PROVIDENCE, R.I. (AP) — The Brown University campus newspaper apologized Wednesday after publishing what it says were two "deeply hurtful" and racist columns.
The Brown Daily Herald's editorial board published an editor's note saying it regretted the hurt caused by the two opinion columns, both written by student M. Dzhali Maier.
One titled "The white privilege of cows," which was published Monday, "invoked the notion of biological differences between races," while "Columbian Exchange Day," published Tuesday, argued that Native Americans should be thankful for colonialism, according to the editor's note.
"The white privilege of cows" column was left on The Herald's website "in an effort to be transparent," according to an editor's note later added to it. The "Columbian Exchange Day" column was removed and replaced by an editor's note. That column was "unintentionally published due to an internal error," according to the note. It was online for about an hour before it was taken down.
"We understand that these columns contained racist content that has no place in our paper or community," the editor's note said.
"The white privilege of cows" column also did not meet the Herald's standards for writing and clarity, the note said. Several readers commented that the column was incorrect and incoherent.
"Thus, whenever I see a white college student, reeking of privilege, I recall the coincidence (or causal relationship) between white physical features and animal agriculture," Maier wrote. "It is still a question whether or not evolution endowed Eurasians with skills utilized to capitalize on the good luck of livestock animals."

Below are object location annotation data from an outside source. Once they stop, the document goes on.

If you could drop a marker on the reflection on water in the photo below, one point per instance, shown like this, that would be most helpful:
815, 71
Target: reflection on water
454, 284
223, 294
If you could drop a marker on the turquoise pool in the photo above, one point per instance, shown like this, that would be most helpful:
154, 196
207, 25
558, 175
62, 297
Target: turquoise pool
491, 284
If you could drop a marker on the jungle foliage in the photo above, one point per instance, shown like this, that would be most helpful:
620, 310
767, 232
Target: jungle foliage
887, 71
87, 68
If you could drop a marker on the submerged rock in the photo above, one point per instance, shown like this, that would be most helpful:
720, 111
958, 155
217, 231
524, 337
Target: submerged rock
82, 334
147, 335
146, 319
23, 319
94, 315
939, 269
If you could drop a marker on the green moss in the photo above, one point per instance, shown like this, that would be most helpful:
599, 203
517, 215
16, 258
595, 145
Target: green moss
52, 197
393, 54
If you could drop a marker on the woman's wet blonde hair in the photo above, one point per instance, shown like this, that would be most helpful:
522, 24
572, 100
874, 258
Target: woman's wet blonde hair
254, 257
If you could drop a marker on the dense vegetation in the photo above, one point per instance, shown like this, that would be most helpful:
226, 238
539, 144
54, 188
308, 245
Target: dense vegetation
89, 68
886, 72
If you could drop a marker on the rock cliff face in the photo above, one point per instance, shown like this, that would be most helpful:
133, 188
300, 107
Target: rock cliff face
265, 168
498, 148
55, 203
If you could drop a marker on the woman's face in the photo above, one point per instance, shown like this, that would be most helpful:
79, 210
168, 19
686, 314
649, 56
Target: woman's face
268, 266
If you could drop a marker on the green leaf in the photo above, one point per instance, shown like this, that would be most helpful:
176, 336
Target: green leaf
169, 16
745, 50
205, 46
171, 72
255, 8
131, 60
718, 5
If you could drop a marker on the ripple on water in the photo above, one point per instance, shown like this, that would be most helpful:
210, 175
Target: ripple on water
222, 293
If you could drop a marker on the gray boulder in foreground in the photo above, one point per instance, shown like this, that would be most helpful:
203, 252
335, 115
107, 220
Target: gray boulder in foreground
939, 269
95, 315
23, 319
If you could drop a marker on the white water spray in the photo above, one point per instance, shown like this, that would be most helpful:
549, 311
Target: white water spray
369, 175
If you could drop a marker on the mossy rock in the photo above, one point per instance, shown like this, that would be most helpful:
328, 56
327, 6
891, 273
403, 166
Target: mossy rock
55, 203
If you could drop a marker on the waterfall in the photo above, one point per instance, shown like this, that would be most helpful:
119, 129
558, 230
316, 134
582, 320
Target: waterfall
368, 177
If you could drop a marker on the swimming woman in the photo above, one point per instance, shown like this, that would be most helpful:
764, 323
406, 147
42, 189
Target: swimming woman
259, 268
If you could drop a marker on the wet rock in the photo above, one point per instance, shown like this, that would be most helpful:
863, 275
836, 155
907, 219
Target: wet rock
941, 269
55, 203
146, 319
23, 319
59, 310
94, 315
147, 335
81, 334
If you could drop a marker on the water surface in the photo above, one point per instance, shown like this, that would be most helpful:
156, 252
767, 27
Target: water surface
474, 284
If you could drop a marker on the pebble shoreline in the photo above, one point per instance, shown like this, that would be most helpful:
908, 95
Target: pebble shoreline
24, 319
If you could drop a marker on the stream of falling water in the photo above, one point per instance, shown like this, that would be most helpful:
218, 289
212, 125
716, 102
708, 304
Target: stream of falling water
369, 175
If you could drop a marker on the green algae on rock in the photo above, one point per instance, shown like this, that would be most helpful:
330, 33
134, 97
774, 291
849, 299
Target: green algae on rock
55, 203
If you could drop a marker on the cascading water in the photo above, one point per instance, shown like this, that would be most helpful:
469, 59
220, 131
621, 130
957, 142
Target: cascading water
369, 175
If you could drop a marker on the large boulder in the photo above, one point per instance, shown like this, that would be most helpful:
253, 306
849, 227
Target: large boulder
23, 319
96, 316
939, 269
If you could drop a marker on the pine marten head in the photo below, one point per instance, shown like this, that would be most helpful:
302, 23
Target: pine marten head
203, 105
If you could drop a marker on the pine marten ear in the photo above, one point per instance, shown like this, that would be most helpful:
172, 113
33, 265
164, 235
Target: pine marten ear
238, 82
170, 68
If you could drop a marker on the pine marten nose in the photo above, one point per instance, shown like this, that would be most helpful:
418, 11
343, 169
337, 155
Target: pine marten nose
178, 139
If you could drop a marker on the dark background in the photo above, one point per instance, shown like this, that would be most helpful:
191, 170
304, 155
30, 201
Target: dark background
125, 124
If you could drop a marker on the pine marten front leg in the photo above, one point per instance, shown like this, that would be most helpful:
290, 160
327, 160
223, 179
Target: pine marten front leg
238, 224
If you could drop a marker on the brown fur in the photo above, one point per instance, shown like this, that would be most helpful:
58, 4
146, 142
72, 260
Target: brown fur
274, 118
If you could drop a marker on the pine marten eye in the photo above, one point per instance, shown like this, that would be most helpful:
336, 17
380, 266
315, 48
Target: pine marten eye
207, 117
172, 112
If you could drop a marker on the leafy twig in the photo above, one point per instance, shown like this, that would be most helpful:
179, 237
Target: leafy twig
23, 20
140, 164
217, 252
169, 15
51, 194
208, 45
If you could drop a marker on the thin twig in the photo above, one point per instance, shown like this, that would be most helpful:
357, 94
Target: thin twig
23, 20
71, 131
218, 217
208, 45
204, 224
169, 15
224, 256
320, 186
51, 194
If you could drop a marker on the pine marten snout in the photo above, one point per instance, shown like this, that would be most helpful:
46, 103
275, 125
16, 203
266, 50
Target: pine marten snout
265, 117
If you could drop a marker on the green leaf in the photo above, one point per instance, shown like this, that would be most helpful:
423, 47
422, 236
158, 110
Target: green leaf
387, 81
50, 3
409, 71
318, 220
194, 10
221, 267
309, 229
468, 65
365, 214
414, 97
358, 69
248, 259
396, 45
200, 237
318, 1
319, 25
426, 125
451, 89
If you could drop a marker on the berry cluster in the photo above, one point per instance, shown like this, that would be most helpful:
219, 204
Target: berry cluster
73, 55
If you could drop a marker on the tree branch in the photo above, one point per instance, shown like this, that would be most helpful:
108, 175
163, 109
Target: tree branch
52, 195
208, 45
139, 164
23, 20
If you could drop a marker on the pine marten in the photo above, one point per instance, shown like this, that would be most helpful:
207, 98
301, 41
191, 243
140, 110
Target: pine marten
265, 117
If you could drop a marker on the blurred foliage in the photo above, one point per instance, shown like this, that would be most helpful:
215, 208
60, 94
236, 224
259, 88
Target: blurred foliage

The editor's note also acknowledged that The Herald is part of the history of Brown, which was "founded on inequality."
"Brown itself is built on land that belonged to the Narragansett and Wampanoag nations, and yet the university has no formal relationships with them," the note said.
On Sept. 15, the newspaper published Maier's column titled "Brown's oppressed minority" about the struggles that autistic students face at the Ivy League university.
Maier could not immediately be reached for comment.
Over the next three weeks, the newspaper will review the editorial processes that "allowed these mistakes to happen," the note said. This is not the first time The Herald has published racist material, according to the note, which did not elaborate.
Established in 1891, The Herald is a student-run, independent publication.
Members of the editorial board, including editors-in-chief Michael Dubin and Maxine Joselow, did not immediately respond to requests for comment.